PRESIDENT'S ESSAY
Pastoral Coaching
POSTED
January 6, 2021

I’m tempted to answer Jordan Haddad’s good-naturedly critical response to my article on Alabama football by pointing to Saturday’s scoreboard.

Pointing to the score should quiet any doubts – if such exist – about Alabama’s Augustinian appreciation of the ends of football, though that gesture might reinforce Haddad’s worries about triumphalism and consequentialism, not to mention Tide fans’ reputation for arrogance.

I’m tempted also to suggest Haddad’s wishes were granted on Saturday, when Notre Dame demonstrated, once again, its commitment to Vatican II and its fidelity to the suffering God. But that would be mean-spirited.

No, best to leave Saturday’s score unmentioned.
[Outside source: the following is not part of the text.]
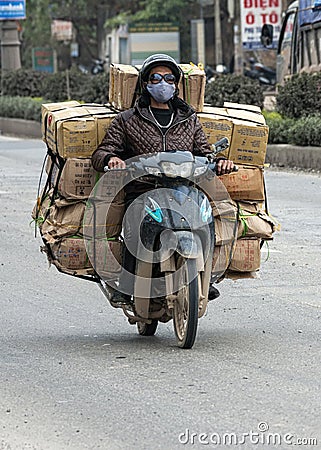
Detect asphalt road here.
[0,137,321,450]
Haddad gives me the opportunity to correct/clarify an ambiguity at the heart of my original essay. I said Nick Saban’s catechetical and liturgical coaching is rooted ultimately in his Catholic convictions. It would have been more accurate for me to say that Saban’s coaching has a formal resemblance to Catholicism. Haddad may well be right that the Catholic form is filled with a Stoic or (horror of horrors!) a Protestant ethos.

I love watching sports, perhaps more than I should. But my interest in Alabama football goes beyond fandom and pride in my home state. I’m intrigued by leadership and success, especially leadership and success that endures through time.

What kind of magic do coaches like Saban, or John Wooden, or Red Auerbach, or Mike Krzyzewski, or Vince Lombardi have? How do they train and motivate players to reach and apparently exceed their potential? How do they sustain success year after year?

Haddad is right that one key is learning how to handle defeat. How do you recover when you give everything you have, and the other team is just better, or when you give everything and a few things break against you?

I like the way Tony Bennett – another of my favorite coaches – put it after his UVA Cavaliers were humiliated by Gonzaga recently: “We needed that.” The bitterest medicine is often the most salubrious.

I’m curious about coaching partly because I think some of what coaches do transfers to church leadership. Like coaches, pastors coordinate a group of people toward accomplishing a mission.

To do that, pastors need to set clear aims, train and motivate members, persuade them they will be victorious, deploy members to particular ministries, and teach them how to mature through loss and defeat.

Of course, coaching and pastoral care aren’t identical. You can’t cut or bench church members, though plenty are bench-riders all on their own. Life doesn’t take place within the measured confines of a 100-yard field. There aren’t officials at the ready to make sure everyone plays fair.

But the analogies are worth contemplating. Pastoral care has been evacuated and emasculated by its drift into therapy. Churches will be far healthier when pastors begin to think of themselves as coaches, and learn what they can from those who coach well.